There has been much alarm spread since the introduction of the West Nile Virus vaccine about it's use in pregnant mares. Research has found that there is no indication of an increase in pregnancy loss or fetal deformity if this vaccine is used in pregnant mares. This is despite a website that purports to prove such a link - even though there is no scientific evidence presented there!
Q12: I have heard about Neonatal isoerythrolysis, but I am not quite sure if I need to be worried about it with my mare. Should I be?

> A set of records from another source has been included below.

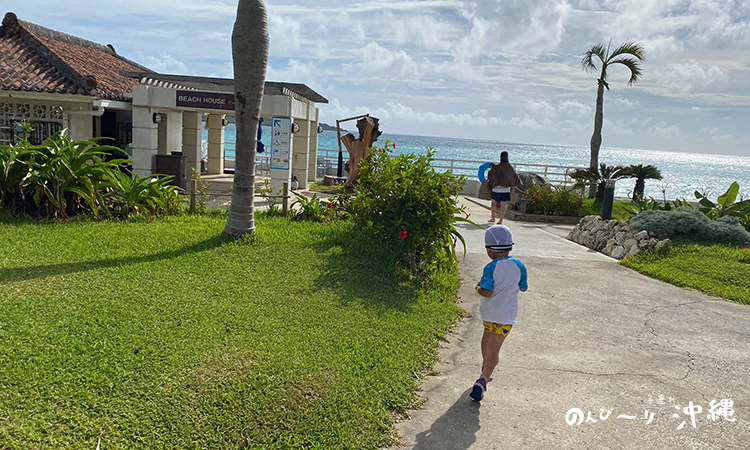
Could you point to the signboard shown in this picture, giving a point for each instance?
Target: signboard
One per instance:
(281, 142)
(205, 100)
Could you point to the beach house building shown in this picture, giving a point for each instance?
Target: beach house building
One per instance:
(54, 80)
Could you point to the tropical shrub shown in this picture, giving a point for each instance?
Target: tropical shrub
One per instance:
(61, 178)
(585, 177)
(126, 196)
(265, 190)
(552, 201)
(312, 208)
(726, 205)
(638, 206)
(642, 173)
(409, 205)
(692, 225)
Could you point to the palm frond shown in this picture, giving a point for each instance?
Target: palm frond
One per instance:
(587, 59)
(646, 172)
(629, 48)
(634, 65)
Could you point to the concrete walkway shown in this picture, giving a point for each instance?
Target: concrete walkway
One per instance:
(591, 335)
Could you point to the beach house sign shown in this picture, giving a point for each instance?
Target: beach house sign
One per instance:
(205, 100)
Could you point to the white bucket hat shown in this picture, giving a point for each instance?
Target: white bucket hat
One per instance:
(498, 238)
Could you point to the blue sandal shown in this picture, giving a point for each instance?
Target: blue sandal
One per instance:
(477, 392)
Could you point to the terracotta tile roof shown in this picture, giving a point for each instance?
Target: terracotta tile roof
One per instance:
(34, 58)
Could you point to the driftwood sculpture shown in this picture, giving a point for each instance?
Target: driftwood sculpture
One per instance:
(358, 147)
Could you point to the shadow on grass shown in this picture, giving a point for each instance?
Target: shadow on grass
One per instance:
(362, 270)
(30, 273)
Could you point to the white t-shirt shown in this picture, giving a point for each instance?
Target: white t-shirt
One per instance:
(505, 277)
(501, 190)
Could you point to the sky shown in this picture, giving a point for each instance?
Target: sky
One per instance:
(504, 70)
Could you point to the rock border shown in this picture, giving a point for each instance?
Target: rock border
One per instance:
(614, 237)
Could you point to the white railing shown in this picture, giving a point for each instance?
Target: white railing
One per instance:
(327, 164)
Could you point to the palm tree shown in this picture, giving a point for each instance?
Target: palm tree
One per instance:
(605, 173)
(250, 44)
(642, 173)
(630, 55)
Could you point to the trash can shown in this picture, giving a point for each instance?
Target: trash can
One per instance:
(173, 164)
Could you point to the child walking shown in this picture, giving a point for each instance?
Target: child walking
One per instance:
(501, 281)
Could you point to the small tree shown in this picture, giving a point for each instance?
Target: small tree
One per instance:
(250, 44)
(605, 173)
(642, 173)
(630, 55)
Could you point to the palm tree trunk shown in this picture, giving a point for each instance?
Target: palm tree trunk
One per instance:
(250, 44)
(640, 184)
(596, 138)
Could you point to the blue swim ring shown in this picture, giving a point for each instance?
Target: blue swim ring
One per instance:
(482, 169)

A: Neonatal isoerythrolysis (NI) is a condition where the foal develops antibodies against its own red blood cells, which are then destroyed. If left untreated, the foal will die (and even if treated some will too). It is more commonly seen in second or subsequent foals rather than first foals (although it may still be seen in first-time foaling mares), and is far more common in mule foals than horses. First signs are often seen 48-72 hours after foaling when the foal starts to be lethargic, and possibly yawns more than normal. Blood testing will indicate low red blood cell content. If undetected, the foal will start to exhibit signs of jaundice, with the whites of the yes, the gums and other membranes becoming yellow. If untreated, the foal will die. This is a condition where "an ounce of prevention is worth several tons of cure"!!! Being aware of incompatible blood groups between the sire and dam is a starting point, as certain groups will be more likely to result in this problem. Pregnant mares can be checked during late term for presence of antibodies in their blood, and if detected, the foal should be prevented from nursing at birth and for up to about 72 hours after (obviously colostrum and milk must be bottle fed from another source). This can be achieved by use of a muzzle. Keep milking the dam out to maintain milk production, as after the 72 hours, the muzzle can be removed and the foal permitted to nurse from the dam. If there is any question of NI being a possibility, but antibody levels in the mare were not checked, then after birth (and before nursing), a sample of blood can be taken from the foal and colostrum from the mare, and a "Jaundiced Foal Agglutination Test" performed to determine if there are antibodies in the colostrum. If there are the above nursing prevention protocol is followed, if not then nursing from the mare is fine.